Invasive Fungal Rhinosinusitis Due to Co-infection with Mucormycosis and Exserohilum rostratum in a Patient with Acute Lymphoblastic Leukemia.

Invasive fungal infections remain an important cause of complication and morbidity in the management of acute leukemias. Here we report the case of a 27-year-old patient from French Polynesia who was diagnosed with Philadelphia chromosome-negative B-cell acute lymphoblastic leukemia. After induction chemotherapy, she developed rhinosinusitis with extensive bone lysis. The context and clinical presentation quickly made us suspect an invasive mucormycosis infection. However, a multidisciplinary investigation including mass spectrometry techniques also revealed the presence of Exserohilum rostratum, a pathogen member of the genus Exserohilum that is ubiquitous in tropical and subtropical regions but rarely implicated in invasive sinusitis. Antifungal treatment combined with an early surgical approach resulted in a favorable clinical response.

Introduction

Invasive fungal infections (IFIs), including those caused by various Mucorales species [1], such as Mucor, Rhizopus and Lichtheimia, and other newly emerging fungal species are important causes of morbidity and mortality in immunocompromised patients. Mucormycosis is a serious but rare, fungal infection, with high morbidity and mortality.

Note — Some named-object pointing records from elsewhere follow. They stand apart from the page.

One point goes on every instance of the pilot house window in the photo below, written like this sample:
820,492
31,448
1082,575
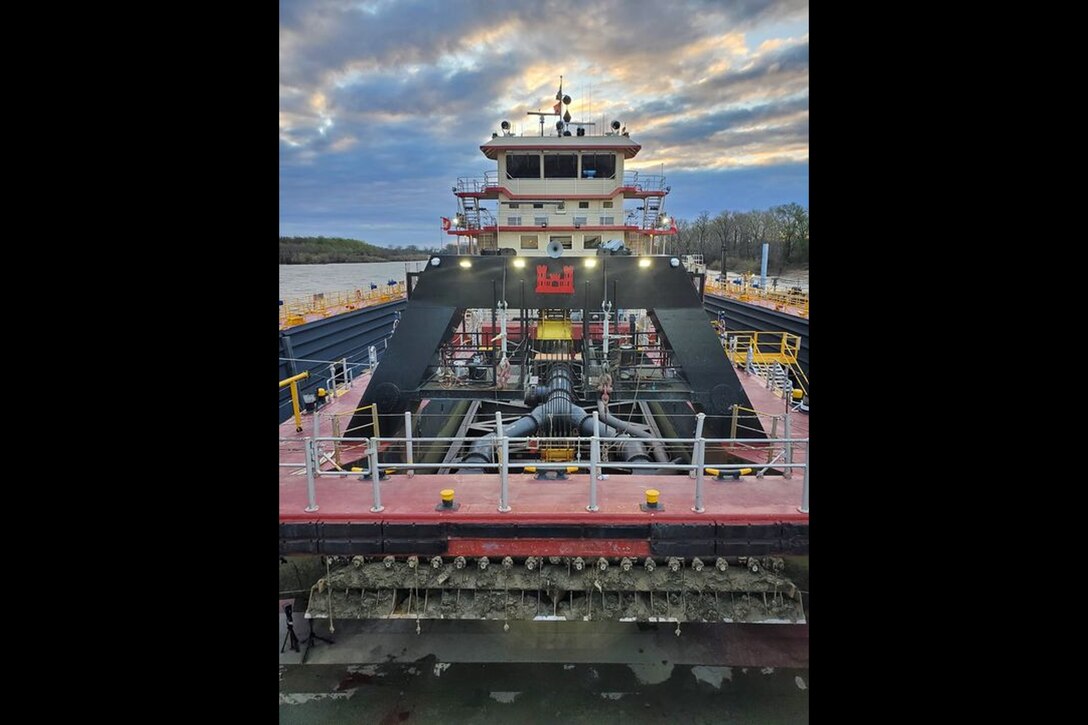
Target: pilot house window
598,166
522,166
560,166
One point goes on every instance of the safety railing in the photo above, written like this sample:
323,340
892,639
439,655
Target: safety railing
768,346
697,469
789,299
297,309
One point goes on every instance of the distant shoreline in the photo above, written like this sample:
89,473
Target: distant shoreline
368,260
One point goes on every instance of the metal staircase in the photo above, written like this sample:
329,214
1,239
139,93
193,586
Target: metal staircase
470,210
651,210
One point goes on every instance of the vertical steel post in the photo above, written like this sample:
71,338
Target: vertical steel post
504,471
699,454
311,493
594,462
408,442
375,476
788,429
804,490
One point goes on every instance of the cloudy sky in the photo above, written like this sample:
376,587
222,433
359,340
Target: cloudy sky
383,103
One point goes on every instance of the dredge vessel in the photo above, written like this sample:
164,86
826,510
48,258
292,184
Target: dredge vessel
556,430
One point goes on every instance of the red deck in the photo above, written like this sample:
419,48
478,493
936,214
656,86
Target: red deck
341,499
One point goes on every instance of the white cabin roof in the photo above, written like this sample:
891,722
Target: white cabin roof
615,143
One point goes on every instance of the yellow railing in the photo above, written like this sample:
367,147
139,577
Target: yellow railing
767,348
295,310
795,303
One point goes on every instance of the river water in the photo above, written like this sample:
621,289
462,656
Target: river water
304,280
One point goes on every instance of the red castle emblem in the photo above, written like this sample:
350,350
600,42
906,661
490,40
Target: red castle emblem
553,284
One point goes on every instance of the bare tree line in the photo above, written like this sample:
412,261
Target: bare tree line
742,233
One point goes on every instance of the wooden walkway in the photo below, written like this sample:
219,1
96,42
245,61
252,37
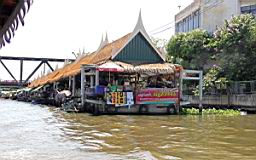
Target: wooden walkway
242,101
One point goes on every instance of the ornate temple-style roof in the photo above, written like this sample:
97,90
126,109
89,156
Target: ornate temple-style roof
134,52
12,13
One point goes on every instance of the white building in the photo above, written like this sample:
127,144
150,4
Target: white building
210,14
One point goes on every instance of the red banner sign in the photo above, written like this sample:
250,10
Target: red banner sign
157,96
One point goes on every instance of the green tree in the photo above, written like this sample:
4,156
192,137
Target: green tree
191,49
236,44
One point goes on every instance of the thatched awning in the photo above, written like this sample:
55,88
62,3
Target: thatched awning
158,68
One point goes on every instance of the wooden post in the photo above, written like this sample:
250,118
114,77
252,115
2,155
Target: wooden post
73,85
91,81
97,78
83,81
69,83
200,91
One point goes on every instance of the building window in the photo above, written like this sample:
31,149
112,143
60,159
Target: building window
189,23
249,9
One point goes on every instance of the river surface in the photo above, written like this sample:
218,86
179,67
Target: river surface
34,132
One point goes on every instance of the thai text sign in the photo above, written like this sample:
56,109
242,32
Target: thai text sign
157,96
120,98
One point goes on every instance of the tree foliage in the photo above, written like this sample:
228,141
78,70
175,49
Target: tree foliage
233,47
190,49
236,44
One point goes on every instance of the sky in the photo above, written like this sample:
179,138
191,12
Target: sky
56,28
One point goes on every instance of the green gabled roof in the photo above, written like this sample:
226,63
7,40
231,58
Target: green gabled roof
138,50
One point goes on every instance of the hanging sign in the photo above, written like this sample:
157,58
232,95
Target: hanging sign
157,96
120,98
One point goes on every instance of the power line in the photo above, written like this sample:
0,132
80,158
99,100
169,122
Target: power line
205,10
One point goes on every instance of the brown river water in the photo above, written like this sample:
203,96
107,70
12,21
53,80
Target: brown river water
34,132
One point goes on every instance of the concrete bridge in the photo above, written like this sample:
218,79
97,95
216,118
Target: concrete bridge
21,81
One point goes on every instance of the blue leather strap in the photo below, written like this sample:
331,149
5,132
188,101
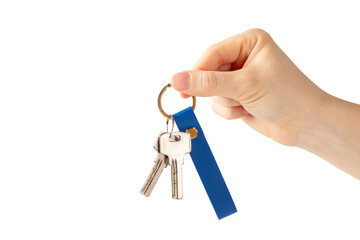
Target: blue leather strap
206,165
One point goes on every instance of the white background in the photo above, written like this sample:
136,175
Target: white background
78,117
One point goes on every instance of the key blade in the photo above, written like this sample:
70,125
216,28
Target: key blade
160,164
175,146
176,180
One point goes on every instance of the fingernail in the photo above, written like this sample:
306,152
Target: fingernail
181,81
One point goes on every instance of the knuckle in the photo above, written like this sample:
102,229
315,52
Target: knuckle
208,82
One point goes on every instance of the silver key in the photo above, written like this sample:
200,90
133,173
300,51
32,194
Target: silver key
175,145
161,162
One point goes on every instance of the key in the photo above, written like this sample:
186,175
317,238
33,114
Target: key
175,146
161,162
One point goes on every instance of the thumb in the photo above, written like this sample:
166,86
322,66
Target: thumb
206,83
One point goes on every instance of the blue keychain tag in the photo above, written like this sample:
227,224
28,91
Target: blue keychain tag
206,165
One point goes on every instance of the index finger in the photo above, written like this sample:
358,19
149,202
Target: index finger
234,50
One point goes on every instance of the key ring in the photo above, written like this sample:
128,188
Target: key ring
160,106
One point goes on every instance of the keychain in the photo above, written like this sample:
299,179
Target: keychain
171,148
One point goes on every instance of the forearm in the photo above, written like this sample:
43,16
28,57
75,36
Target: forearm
333,133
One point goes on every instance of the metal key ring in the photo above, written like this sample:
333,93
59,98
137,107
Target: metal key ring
160,106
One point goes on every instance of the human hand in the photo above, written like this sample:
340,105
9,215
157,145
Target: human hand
250,77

The most common clinical presentations are rhino-orbito-cerebral, pulmonary, cutaneous, and disseminated.

The genus Exserohilum (teleomorph Setosphaeria), comprising approximately 35 species, is a common saprophytic fungus of plants in warm and humid climates [2]. They occasionally cause infections in plants and animals, and can rarely be pathogenic for humans, mostly in tropical and subtropical regions. The most described infections are sinusitis, keratitis, skin, and subcutaneous infections, although brain abscesses, osteomyelitis, endocarditis, and disseminated infections have also been reported, either by direct inoculation or by dissemination in immunocompromised patients [3].

Case Report

A 27-year-old French Polynesian female patient was initially treated in February 2019 for what was thought to be diffuse large-cell B lymphoma. The patient was in complete remission after eight cycles of R-CHOP (comprising rituximab, cyclophosphamide, doxorubicin, vincristine, and prednisone). Nine months later, a relapse was suspected due to the development of a renal mass. The new histological examination was in favor of an extramedullary localization of acute lymphoblastic leukemia (ALL). The myelogram revealed a blast infiltration, and the diagnosis of B-ALL was made. Induction chemotherapy was started on October 2020 following the GRAAL-2014 protocol (including vincristine, cyclophosphamide, L-asparaginase and methylprednisolone). Two weeks later, a palatine median filamentous ulceration appeared, macroscopically whitish, raised, asymmetrical and indolent, which was initially managed with amphotericin B mouth rinses. Following the next course of chemotherapy (high-dose methotrexate), the lesion did not regress.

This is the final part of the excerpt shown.